During my working years art took a back seat. That changed when I went to work for Gallagher Services.  Part of my job there in development involved some graphic design.  That, coupled with my living around the corner from the Maryland Institute College of Art, prompted me to take courses in drawing and painting. I was back into making art.  Though a series of chance experiences, I was fortunate enough to share a studio with John Ferguson, an accomplished sculptor.  John’s studio became a creative space for me for almost 10 years.  There I began working in metal sculpture and eventually got back into painting. I recall that at Cooper Union there were many discussions, both in class and outside the classroom, about the virtues of abstraction versus representational art.  I’ve never resolved that issue in my mind.  So, I decided that my sculptures would be abstract and my paintings and drawings representational.  The first sculptor that caught my attention was Jacque Lipschitz.  Christopher Wilmarth’s sculptures have been an influence and of course John Ferguson got me started working in metal.  Early painting favorites were Van Gogh and Modigliani.  Currently Fairfield Porter, David Hockney, Chuck Close and Richard Diebenkorn are recent favorites. 

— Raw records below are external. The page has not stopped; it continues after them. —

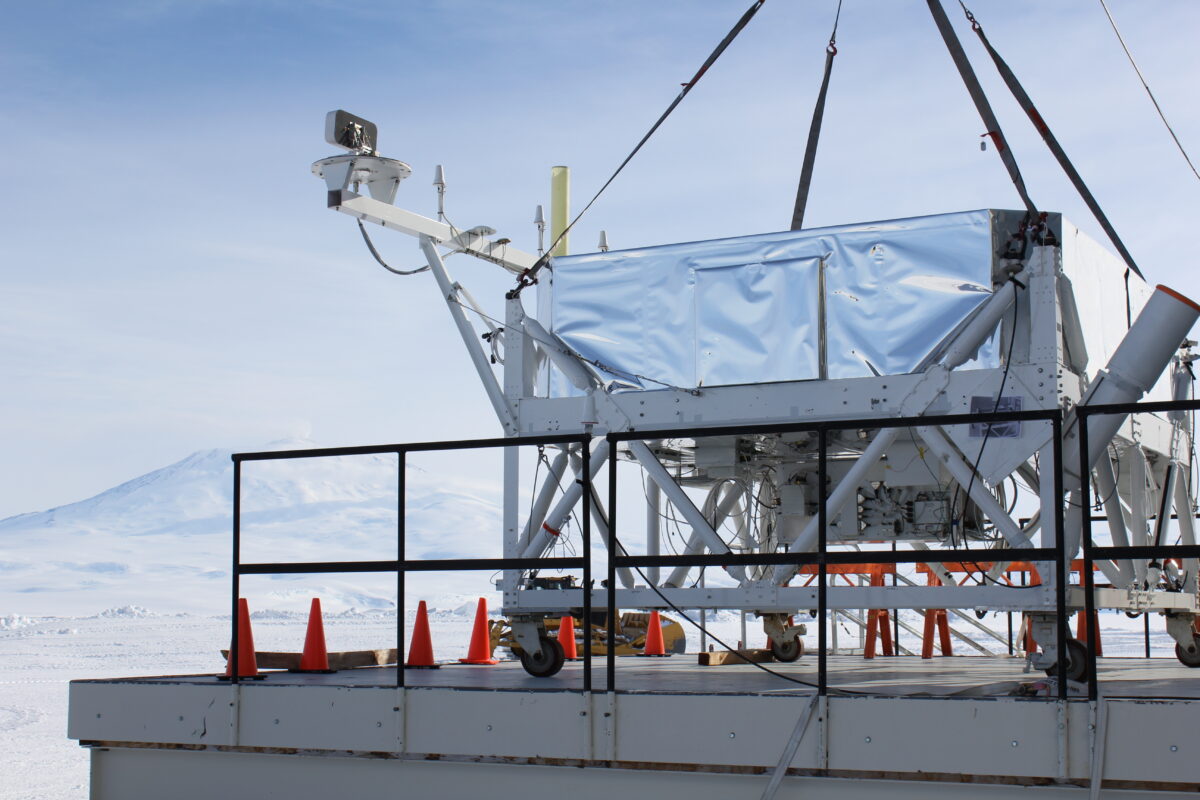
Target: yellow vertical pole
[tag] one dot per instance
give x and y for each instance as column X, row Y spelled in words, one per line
column 559, row 208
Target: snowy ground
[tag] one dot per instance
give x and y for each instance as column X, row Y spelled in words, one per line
column 161, row 542
column 40, row 655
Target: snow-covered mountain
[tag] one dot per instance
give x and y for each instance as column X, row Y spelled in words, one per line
column 162, row 541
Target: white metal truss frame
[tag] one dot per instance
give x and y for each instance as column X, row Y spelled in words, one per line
column 1047, row 367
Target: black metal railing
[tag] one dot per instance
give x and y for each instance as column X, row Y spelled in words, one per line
column 402, row 565
column 1091, row 552
column 822, row 557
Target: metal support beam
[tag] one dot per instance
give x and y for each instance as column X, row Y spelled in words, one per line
column 679, row 498
column 474, row 349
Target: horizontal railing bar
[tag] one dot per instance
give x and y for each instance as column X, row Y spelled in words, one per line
column 1139, row 408
column 418, row 565
column 417, row 446
column 856, row 557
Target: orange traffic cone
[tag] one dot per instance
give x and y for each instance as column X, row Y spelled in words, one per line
column 315, row 657
column 247, row 665
column 654, row 638
column 567, row 638
column 480, row 651
column 420, row 650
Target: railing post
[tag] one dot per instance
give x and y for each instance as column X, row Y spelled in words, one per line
column 822, row 534
column 1085, row 476
column 586, row 623
column 611, row 655
column 234, row 661
column 1060, row 548
column 402, row 468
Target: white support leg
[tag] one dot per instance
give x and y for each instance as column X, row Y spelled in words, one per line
column 653, row 529
column 1107, row 485
column 696, row 542
column 474, row 349
column 979, row 492
column 679, row 498
column 1187, row 534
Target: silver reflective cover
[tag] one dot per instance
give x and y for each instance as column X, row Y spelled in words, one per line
column 828, row 302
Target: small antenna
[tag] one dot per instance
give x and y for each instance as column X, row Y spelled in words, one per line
column 539, row 218
column 439, row 180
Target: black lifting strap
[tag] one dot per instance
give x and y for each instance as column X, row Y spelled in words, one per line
column 531, row 275
column 810, row 149
column 981, row 101
column 1051, row 142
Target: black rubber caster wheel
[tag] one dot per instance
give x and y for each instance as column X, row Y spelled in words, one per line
column 787, row 651
column 547, row 661
column 1189, row 656
column 1077, row 661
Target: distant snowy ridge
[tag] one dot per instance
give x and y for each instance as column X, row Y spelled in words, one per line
column 162, row 541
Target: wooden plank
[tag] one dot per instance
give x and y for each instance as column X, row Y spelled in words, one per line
column 721, row 657
column 347, row 660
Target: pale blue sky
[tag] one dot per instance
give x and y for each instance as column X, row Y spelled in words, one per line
column 171, row 280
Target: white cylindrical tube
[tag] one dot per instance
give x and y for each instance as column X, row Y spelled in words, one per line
column 1145, row 352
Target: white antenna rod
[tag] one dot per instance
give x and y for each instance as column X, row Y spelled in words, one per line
column 439, row 180
column 539, row 218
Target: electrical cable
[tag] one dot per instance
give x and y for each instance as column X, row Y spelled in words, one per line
column 1146, row 85
column 375, row 253
column 714, row 638
column 529, row 276
column 577, row 356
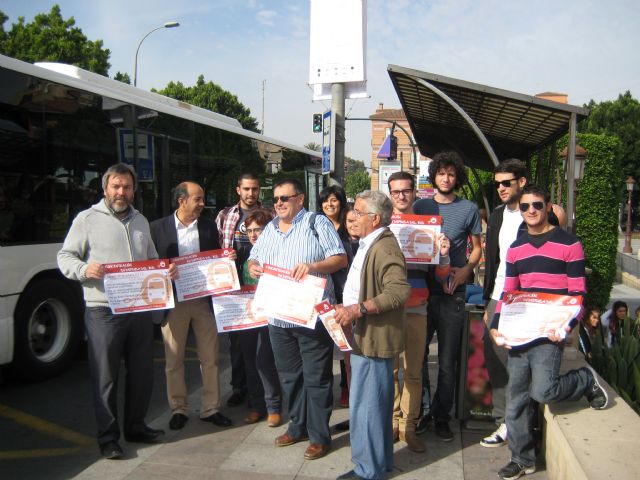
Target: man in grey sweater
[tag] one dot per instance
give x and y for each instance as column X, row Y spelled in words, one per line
column 113, row 231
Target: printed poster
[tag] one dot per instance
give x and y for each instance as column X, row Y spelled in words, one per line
column 280, row 296
column 237, row 310
column 327, row 314
column 527, row 316
column 417, row 235
column 205, row 273
column 138, row 286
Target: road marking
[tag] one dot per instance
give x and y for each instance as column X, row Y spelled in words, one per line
column 48, row 428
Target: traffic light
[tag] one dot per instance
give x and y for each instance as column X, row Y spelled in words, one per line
column 317, row 123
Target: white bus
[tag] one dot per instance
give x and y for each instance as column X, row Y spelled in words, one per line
column 60, row 128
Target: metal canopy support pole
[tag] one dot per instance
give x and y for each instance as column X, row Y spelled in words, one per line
column 463, row 114
column 571, row 166
column 337, row 149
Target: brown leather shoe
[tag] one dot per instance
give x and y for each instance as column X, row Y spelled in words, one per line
column 315, row 451
column 274, row 419
column 253, row 417
column 285, row 440
column 413, row 442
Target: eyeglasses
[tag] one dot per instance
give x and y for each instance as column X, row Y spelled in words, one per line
column 504, row 183
column 524, row 207
column 359, row 214
column 405, row 193
column 284, row 198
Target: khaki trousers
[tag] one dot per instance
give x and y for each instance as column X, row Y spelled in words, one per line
column 196, row 313
column 406, row 403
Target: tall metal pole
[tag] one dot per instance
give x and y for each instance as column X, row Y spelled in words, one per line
column 337, row 110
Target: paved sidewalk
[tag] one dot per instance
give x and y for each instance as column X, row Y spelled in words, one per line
column 247, row 452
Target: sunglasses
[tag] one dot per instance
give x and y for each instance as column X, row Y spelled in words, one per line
column 283, row 198
column 524, row 207
column 504, row 183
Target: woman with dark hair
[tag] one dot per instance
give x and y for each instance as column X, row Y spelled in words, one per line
column 614, row 319
column 333, row 205
column 263, row 384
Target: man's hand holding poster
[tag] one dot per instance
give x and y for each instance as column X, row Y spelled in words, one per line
column 138, row 286
column 205, row 273
column 280, row 296
column 328, row 316
column 417, row 236
column 527, row 316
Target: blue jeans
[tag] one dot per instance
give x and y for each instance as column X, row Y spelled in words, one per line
column 445, row 315
column 111, row 338
column 304, row 358
column 533, row 375
column 370, row 415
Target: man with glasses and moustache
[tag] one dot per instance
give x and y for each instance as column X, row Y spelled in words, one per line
column 303, row 356
column 544, row 259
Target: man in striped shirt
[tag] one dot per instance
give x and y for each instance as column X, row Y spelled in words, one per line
column 303, row 356
column 545, row 259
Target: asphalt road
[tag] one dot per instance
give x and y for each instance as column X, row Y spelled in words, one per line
column 47, row 429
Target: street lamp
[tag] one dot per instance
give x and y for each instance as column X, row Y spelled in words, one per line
column 135, row 64
column 630, row 183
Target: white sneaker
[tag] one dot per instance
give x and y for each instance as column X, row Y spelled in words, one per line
column 497, row 438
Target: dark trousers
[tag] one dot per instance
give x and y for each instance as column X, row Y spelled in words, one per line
column 263, row 384
column 446, row 314
column 112, row 338
column 304, row 358
column 238, row 375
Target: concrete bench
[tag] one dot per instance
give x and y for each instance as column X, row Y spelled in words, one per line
column 581, row 443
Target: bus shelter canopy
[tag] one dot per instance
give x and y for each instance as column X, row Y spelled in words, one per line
column 483, row 124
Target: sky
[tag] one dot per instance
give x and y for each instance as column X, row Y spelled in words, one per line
column 587, row 49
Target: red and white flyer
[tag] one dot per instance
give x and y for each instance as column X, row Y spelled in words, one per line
column 417, row 236
column 138, row 286
column 280, row 296
column 527, row 316
column 237, row 310
column 327, row 314
column 205, row 273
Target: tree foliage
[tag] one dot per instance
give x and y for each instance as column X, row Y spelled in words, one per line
column 621, row 118
column 212, row 97
column 51, row 38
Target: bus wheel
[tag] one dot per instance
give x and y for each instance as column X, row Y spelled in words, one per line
column 48, row 331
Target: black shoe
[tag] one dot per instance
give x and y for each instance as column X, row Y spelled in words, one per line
column 236, row 398
column 349, row 475
column 443, row 432
column 178, row 421
column 146, row 435
column 423, row 424
column 218, row 419
column 596, row 395
column 513, row 470
column 342, row 426
column 111, row 450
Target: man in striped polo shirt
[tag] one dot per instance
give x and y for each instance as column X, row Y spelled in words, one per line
column 304, row 357
column 545, row 259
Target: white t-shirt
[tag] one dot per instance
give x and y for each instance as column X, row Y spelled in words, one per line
column 511, row 221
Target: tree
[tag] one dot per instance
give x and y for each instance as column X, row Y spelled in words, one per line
column 356, row 182
column 620, row 118
column 212, row 97
column 52, row 38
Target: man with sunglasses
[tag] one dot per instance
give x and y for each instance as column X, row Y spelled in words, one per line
column 504, row 226
column 303, row 356
column 544, row 259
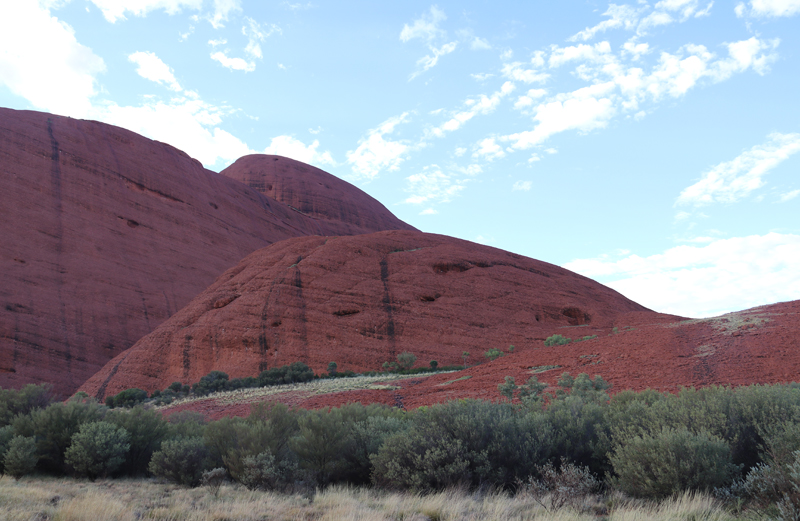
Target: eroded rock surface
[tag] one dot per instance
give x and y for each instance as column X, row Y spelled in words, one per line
column 359, row 301
column 105, row 234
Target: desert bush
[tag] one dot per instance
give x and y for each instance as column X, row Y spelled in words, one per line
column 127, row 398
column 98, row 449
column 181, row 461
column 568, row 484
column 20, row 457
column 54, row 426
column 213, row 479
column 493, row 354
column 15, row 402
column 466, row 442
column 147, row 429
column 556, row 340
column 671, row 462
column 405, row 360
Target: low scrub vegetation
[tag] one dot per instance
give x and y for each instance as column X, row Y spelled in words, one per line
column 740, row 445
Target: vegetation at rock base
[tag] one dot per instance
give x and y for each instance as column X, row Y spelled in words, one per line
column 741, row 445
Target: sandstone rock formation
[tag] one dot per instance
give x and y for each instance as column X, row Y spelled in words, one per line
column 339, row 207
column 105, row 234
column 359, row 301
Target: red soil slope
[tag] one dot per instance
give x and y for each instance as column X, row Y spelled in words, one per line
column 105, row 234
column 359, row 301
column 337, row 205
column 755, row 346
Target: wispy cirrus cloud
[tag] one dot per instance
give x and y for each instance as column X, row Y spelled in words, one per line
column 717, row 277
column 426, row 28
column 376, row 152
column 733, row 180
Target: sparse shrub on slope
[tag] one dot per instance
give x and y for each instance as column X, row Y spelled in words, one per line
column 98, row 449
column 556, row 340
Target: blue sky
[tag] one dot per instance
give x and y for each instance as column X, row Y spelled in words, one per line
column 650, row 145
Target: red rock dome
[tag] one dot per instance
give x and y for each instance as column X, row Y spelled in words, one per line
column 359, row 301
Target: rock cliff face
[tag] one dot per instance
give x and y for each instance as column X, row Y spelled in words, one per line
column 359, row 301
column 105, row 234
column 339, row 207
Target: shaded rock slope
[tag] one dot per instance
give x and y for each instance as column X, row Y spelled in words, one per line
column 359, row 301
column 105, row 234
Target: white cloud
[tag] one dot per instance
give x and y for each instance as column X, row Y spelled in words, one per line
column 480, row 105
column 257, row 33
column 619, row 16
column 150, row 67
column 42, row 61
column 488, row 149
column 375, row 153
column 426, row 27
column 186, row 123
column 733, row 180
column 479, row 44
column 788, row 196
column 234, row 64
column 114, row 10
column 516, row 72
column 429, row 61
column 222, row 10
column 698, row 281
column 573, row 111
column 289, row 146
column 432, row 185
column 776, row 8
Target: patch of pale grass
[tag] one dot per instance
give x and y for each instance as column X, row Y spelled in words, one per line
column 687, row 506
column 123, row 500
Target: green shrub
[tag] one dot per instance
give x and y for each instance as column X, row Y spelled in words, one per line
column 671, row 462
column 556, row 340
column 20, row 458
column 54, row 426
column 493, row 353
column 147, row 429
column 406, row 360
column 465, row 442
column 181, row 461
column 23, row 401
column 127, row 398
column 98, row 449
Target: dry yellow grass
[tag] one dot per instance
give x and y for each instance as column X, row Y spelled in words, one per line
column 132, row 500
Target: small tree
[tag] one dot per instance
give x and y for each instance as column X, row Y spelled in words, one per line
column 21, row 457
column 98, row 449
column 406, row 360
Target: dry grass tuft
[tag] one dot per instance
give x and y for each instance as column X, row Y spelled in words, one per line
column 129, row 500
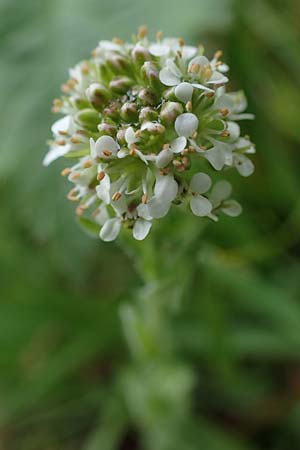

I retired in 2013 and decided to move to Maine after thinking about it for some time.  Many of my paintings had been of Maine.  My mother was from Maine and my childhood summers were spent in Searsmont Village in Maine.  That experience and many summer vacations since planted the images of the Maine landscape and its people firmly in my mind resulting in my move in April 2019.

The river

runs under the bridge
into the swimming hole,
through fields,
and around wooded hills
.

Branches of trees
arch over its banks
and tumble into the flood.

Wild things,
and farmers’ fields
people its discourse
with the land.

Its liquid boundary
embraces the village
of our memory,
now, and forever.

Summer vacations at my Grandmother Mary’s home in Searsmont were like another life away from Baltimore Maryland. Those eight weeks each summer were like Disneyland for me and my brother Mike. The allure was amplified by our mother’s stories about growing up in Searsmont.  Then we got to spend summers in her hometown that for the most part had remained unchanged.  Grandmother’s house was a cape cod with a wood burning stove for cooking and heating and two sheds and a barn. There was a sawmill behind the house.  Milk was delivered from Packard’s farm up the road. The river where we learned to swim and where Mike liked to fish was across the road. Mike and I also swam at Quantabacook Lake with friends of ours who lived in Belfast and had a cabin on the lake.

The pond,

a character in our play
muddy bottomed mirror
of a summer day,
ran on until the end of our imagining.

Its part was dashing,
full of high adventure,
and a little dangerous.

But all the same,
it was a friendly body
of frogs, pickerel, bass and eel.

In its sparkling embrace,
we swam, and rowed,
and fished the days,
till we grew up and went away.

Dad always brought us up to Maine, stayed a week and returned to Baltimore.  He would return for a week at the end of the summer to bring us home. Needless to say, the trip by car and sometimes train was always part of the adventure.  One of my distinct memories of those vacations was my mother Elizabeth’s plein air water color painting. I think that her interest in art was the initial spark for mine.  Returning to Baltimore each August marked a reentry to another world one that I was not as comfortable in.  One dominated by school, church and sports.  It was a world in which art did not register as a serious subject. 

My father Ralph had some ability in art but not much interest.  On the other hand, his sister Mercy Ann was an accomplished painter in the impressionist/ash can school.  I was able to spend the summer with her in Woodstock New York between my year at Cooper Union and the beginning of my working life. During that summer the only painting I did was painting her clapboard studio with its 20 windows, storm windows and screens.  At a show of Stephano Cusumano paintings in Woodstock village, Aunt Mercy and I ran into Stephano and his wife.  He was my drawing teacher at Cooper Union.  I was apologetic about not having made any art that summer, but offered that I did paint my aunt’s house.  His comment was that many painters in the Renaissance had started out as house painters and not to worry.

When I traded school for work, I discovered that the work world was one in which I could flourish and where I spent fifty years trying out and putting to use all of the skills that had eluded me in school.  My work in customer service, human services, management, and development was exciting and absorbing.  Through it all I retained my interest in art which will carry me through my next chapter.